John Surtees even today remains the only man to have won both motorcycling championship and Formula One titles. A spectacular racer, especially during the late 50s, Surtees dominated the ‘bigger classes.

With double World Championship titles in three consecutive seasons, from 1958 till 1960, already under his belt, Surtees left to try his hand at driving in the early 60s, at the age of 26. His stint with motorcycle racing began early, coming from a family with a tradition for motorcycle racing. He won his first race at the age of 14, with his father sitting in the sidecar, but the win was later nullified when his true age was discovered.

In 1951, Surtees returned to caused a sensation by giving the legendary Geoff Duke a good fight, at the young age of 17. Duke eventually won the race in an ACU International Meeting in Thruxton, but Surtees had already begun creating a name for himself.

His first World Championship appearances were for Norton, but by 1956, the brand began facing financial difficulties and Surtees soon shifted to MV Agusta, which would be the start of a successful relationship.

In his very first season with MV Agusta, Surtees went on to the 1956 500cc World Championship, which was aided by the fact the Geoff Duke had been suspended from competing by the FIM, after he supported a rider’s strike.
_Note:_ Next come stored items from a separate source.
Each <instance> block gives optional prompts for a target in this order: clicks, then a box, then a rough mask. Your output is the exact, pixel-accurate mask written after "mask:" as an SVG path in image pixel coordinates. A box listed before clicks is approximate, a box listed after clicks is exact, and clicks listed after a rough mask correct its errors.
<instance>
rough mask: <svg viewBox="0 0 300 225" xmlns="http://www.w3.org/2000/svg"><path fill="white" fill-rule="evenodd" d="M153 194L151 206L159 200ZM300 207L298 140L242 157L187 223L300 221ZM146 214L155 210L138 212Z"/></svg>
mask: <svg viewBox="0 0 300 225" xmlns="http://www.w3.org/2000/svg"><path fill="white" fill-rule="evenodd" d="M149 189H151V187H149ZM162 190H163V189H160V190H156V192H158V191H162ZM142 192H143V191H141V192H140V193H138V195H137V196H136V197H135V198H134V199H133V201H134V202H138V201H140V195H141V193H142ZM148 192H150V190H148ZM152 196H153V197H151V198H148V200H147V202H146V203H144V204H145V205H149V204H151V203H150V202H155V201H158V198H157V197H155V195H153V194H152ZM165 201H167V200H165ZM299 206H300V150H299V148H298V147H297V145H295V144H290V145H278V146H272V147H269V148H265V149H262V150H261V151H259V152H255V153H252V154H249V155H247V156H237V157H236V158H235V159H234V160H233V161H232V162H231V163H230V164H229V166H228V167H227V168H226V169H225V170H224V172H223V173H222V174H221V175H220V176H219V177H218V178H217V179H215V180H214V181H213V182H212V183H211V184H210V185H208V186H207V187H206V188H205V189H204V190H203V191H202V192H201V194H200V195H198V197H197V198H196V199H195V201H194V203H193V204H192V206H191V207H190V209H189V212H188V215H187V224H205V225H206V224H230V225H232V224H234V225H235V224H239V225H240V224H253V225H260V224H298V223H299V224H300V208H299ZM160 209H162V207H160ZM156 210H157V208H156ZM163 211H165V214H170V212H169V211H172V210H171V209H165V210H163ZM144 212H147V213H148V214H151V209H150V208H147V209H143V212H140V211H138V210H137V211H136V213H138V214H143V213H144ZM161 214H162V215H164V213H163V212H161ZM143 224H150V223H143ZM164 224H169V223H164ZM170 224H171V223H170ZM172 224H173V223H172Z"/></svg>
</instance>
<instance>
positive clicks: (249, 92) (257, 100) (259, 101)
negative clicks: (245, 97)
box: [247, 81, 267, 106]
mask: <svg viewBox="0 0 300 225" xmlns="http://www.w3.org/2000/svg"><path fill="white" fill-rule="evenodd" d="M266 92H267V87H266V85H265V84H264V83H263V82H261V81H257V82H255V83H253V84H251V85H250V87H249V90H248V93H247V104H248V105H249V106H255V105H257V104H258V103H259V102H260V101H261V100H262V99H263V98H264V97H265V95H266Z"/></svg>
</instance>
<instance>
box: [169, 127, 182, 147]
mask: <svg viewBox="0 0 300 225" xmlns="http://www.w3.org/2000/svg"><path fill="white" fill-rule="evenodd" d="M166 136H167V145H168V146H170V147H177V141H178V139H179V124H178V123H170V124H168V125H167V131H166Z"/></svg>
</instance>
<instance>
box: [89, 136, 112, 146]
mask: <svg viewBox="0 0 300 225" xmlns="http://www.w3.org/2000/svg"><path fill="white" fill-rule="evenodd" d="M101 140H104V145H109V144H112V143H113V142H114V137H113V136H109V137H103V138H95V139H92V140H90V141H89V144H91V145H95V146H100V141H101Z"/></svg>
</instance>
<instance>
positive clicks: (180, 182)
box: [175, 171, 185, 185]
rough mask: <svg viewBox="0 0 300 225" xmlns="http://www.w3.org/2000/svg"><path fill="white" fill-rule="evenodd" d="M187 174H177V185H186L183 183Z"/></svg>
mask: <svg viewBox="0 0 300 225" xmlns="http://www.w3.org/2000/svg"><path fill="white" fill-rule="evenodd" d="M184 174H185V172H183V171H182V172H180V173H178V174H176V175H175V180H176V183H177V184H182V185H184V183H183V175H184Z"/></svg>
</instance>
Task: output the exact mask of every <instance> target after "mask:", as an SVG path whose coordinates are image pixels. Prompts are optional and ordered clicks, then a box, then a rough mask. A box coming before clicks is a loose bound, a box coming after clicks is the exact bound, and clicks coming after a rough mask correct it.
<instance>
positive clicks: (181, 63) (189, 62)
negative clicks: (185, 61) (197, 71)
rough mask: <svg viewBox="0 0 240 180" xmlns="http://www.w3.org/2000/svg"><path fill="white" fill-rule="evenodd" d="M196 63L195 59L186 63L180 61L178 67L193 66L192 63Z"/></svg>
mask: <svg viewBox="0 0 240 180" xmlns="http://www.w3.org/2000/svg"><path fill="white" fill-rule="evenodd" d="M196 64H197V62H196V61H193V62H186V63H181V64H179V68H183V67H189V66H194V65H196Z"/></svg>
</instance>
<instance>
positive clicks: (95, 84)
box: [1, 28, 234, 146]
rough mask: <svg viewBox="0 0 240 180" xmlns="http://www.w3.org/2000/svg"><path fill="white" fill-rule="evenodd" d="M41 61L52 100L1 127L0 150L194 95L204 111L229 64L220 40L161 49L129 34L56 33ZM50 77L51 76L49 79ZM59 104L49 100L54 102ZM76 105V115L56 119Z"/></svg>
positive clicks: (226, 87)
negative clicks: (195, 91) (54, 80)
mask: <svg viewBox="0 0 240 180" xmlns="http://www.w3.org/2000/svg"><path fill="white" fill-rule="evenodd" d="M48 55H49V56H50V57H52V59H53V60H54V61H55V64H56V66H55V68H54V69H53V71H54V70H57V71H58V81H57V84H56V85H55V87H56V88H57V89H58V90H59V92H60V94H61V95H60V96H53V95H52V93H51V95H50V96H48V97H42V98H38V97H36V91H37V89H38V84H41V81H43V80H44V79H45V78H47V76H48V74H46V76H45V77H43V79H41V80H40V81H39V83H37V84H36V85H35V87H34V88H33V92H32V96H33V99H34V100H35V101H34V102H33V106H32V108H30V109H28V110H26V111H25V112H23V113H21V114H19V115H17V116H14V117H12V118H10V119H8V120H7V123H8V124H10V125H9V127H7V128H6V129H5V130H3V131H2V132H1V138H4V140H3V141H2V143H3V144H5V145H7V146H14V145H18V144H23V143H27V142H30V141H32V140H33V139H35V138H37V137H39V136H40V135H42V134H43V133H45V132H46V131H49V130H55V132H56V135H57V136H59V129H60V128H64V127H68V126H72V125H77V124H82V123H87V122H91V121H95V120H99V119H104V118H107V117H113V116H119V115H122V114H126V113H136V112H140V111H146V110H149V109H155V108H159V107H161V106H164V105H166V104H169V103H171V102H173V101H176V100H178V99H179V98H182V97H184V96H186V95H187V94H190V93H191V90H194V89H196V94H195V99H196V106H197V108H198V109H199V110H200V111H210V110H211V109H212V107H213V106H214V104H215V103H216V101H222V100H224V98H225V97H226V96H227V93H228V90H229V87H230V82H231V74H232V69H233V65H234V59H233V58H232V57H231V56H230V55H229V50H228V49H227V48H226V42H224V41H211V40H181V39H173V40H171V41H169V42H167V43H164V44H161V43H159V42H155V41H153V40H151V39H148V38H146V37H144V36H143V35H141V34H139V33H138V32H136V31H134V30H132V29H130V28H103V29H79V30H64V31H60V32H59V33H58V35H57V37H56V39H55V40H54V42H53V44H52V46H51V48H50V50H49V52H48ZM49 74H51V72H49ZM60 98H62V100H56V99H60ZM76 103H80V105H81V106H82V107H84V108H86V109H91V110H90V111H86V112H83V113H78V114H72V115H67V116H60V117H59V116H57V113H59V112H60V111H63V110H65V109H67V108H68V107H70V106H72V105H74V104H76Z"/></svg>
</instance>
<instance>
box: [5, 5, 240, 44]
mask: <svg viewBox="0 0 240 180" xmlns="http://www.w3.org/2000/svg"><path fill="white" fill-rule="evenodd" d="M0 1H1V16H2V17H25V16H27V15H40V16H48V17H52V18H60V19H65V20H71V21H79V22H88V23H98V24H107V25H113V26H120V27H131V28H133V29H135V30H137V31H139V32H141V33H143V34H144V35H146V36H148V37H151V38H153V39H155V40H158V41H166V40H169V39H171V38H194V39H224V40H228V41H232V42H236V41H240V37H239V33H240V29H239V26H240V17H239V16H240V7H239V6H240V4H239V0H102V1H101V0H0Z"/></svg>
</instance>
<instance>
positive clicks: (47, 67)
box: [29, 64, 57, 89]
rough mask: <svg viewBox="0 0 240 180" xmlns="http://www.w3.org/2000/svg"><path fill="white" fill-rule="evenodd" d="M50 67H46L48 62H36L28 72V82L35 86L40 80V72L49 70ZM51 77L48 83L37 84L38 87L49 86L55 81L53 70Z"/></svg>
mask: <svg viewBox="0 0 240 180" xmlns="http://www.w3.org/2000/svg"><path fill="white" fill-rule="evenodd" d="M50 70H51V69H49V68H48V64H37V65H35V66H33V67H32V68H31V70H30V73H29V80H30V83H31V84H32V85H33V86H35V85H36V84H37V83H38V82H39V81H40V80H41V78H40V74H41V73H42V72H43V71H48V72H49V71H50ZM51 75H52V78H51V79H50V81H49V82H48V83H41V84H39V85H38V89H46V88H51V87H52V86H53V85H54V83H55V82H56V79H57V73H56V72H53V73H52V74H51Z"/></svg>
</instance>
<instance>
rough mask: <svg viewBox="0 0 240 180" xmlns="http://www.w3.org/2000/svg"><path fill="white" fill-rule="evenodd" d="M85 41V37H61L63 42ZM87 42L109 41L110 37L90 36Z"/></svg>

But in 1975 Surtees was nto able to defend his title, and he came in third in the premier class.

In the 1958 season, Surtees managed to get back in form and won every single 500cc and 350cc Grand Prix he participated in. He naturally and most deservingly became a double championship title holder, for the first time. To further prove his caliber, Surtees repeated this spectacular feat in the next season, making the most of the powerful MV Agusta machine.

In 1960, his final World Championship season, Surtees though not undefeated, managed to retain his double crowns and increased his count to six title wins in just three years. That season, he set another record by winning the Isle of Man TT Senior race three years in a row, after which he left motorcycle racing for Formula One.

In Formula One, Surtees once again proved himself to be a strong force by winning the 1964 F1 championship, with Ferrari, making him the only racer to win the World Championship title in both two wheels and four wheels championships. This record has not yet been broken.